How can I identify the labels of outliers in a R boxplot?

static_rtti picture static_rtti · Jun 21, 2012 · Viewed 28.3k times · Source

The R boxplot function is a very useful way to look at data: it quickly provides you with a visual summary of the approximate location and variance of your data, and the number of outliers. In addition, I'd like to identify the outliers, in order to quickly find problems in the dataset.
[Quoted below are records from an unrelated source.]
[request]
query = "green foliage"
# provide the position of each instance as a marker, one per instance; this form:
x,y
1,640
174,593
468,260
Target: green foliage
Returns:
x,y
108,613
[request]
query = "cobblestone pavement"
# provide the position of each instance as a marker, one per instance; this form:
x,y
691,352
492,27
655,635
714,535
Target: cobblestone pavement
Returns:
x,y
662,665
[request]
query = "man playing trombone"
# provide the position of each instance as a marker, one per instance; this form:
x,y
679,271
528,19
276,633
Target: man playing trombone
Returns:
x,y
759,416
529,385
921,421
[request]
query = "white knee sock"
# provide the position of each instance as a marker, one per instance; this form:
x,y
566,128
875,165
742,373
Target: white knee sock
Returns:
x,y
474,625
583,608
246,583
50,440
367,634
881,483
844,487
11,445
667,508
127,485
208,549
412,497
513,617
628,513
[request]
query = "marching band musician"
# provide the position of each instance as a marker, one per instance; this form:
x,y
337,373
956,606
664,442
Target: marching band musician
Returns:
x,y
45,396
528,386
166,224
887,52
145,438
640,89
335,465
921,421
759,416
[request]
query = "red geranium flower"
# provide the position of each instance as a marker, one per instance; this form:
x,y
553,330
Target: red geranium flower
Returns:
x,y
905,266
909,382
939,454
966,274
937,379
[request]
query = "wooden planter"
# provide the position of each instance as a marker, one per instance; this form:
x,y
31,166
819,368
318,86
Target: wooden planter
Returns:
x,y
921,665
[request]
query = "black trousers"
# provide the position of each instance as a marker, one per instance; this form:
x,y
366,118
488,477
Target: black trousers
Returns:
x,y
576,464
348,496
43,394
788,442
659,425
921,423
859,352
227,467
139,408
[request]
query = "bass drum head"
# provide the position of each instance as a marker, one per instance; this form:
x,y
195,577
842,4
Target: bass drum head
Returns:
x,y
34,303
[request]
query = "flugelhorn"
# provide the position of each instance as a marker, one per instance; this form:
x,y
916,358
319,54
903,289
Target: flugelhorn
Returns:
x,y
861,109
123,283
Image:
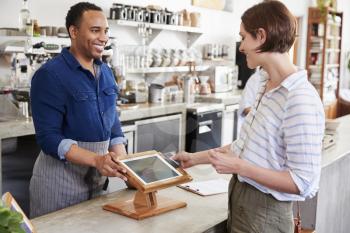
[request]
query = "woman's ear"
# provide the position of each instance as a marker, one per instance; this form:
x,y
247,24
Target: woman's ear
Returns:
x,y
261,35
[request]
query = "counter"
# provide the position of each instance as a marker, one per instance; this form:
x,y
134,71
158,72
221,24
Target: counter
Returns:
x,y
326,212
226,98
18,128
200,214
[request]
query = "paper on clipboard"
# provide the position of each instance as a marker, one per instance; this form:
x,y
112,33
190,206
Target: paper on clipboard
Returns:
x,y
206,188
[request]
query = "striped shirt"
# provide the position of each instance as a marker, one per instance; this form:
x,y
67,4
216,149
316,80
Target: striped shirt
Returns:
x,y
284,132
248,97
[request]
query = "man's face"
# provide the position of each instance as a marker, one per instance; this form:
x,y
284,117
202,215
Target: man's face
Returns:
x,y
91,35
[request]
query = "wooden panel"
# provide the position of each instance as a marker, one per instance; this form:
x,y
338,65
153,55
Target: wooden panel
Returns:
x,y
136,211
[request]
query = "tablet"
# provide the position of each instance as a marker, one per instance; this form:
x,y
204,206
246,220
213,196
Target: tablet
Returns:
x,y
149,169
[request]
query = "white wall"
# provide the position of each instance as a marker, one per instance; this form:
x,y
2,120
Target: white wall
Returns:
x,y
219,26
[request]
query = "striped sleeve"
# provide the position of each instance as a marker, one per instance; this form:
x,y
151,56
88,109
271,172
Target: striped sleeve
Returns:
x,y
303,130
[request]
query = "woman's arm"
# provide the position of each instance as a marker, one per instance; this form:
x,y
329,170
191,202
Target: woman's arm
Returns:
x,y
190,159
225,162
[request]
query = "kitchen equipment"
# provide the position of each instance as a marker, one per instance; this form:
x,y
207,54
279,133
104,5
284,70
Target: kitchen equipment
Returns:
x,y
120,12
204,86
203,126
146,16
189,84
221,79
155,16
131,13
155,93
186,18
195,19
139,15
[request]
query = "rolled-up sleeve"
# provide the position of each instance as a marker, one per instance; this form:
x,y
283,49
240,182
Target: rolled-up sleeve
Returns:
x,y
47,102
303,130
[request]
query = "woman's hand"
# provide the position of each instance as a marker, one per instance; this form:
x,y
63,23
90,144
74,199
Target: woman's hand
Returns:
x,y
186,159
108,165
225,161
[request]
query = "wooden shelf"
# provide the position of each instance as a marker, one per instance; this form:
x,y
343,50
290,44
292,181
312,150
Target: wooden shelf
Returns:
x,y
193,33
330,43
332,65
172,69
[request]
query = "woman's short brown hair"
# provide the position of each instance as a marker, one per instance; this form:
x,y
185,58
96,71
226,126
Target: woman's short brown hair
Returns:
x,y
276,20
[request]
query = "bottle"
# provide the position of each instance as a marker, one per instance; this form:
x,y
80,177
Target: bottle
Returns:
x,y
24,16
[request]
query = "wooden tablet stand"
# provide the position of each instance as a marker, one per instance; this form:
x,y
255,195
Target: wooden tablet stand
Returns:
x,y
145,202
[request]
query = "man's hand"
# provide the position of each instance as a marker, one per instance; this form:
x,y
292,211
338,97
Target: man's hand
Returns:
x,y
186,159
108,165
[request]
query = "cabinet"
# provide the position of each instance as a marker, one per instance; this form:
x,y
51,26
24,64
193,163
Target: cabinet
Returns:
x,y
323,55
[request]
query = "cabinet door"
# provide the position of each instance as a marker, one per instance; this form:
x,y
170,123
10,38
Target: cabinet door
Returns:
x,y
161,134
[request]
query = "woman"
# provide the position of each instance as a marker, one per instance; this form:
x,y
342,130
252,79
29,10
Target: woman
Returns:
x,y
276,159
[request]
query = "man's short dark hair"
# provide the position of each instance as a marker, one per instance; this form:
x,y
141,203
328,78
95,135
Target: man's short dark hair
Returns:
x,y
279,24
76,12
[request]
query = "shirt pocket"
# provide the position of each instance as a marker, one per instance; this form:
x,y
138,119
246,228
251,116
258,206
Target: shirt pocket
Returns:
x,y
84,105
109,101
84,96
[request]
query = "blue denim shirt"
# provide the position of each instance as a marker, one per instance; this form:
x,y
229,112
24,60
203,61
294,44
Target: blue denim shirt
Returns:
x,y
69,104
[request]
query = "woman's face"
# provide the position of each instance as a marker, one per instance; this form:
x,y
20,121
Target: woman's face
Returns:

The values of these outliers can be accessed using myplot$out. Unfortunately, the labels of these outliers seem to be unavailable. There are some packages aimed at displaying the labels on the plot itself: http://www.r-statistics.com/2011/01/how-to-label-all-the-outliers-in-a-boxplot/, but they don't work well and I just want to list these outliers, I don't need them to be on the plot itself.

Any ideas?

Answer

csgillespie picture csgillespie · Jun 21, 2012

You've done most of the hard work yourself. All that is remaining is a comparison:

##First create some data 
##You should include this in your question)
set.seed(2)
dd = data.frame(x = rlnorm(26), y=LETTERS)

Grab the outliers

outliers = boxplot(dd$x, plot=FALSE)$out

Extract the outliers from the original data frame

dd[dd$x %in% outliers,]

Further explanation:

The variable dd$x is the vector of 26 numbers. The variable outliers contains the values of the outliers (just type dd$x and outliers in your R console). The command

dd$x %in% outliers

matches the values of dd$x and outliers, viz:

[1] FALSE FALSE FALSE FALSE FALSE FALSE FALSE FALSE  TRUE <snip>

The square bracket notation, dd[dd$x %in% outliers,] returns the rows of the data frame dd, where dd$x %in% outliers return TRUE.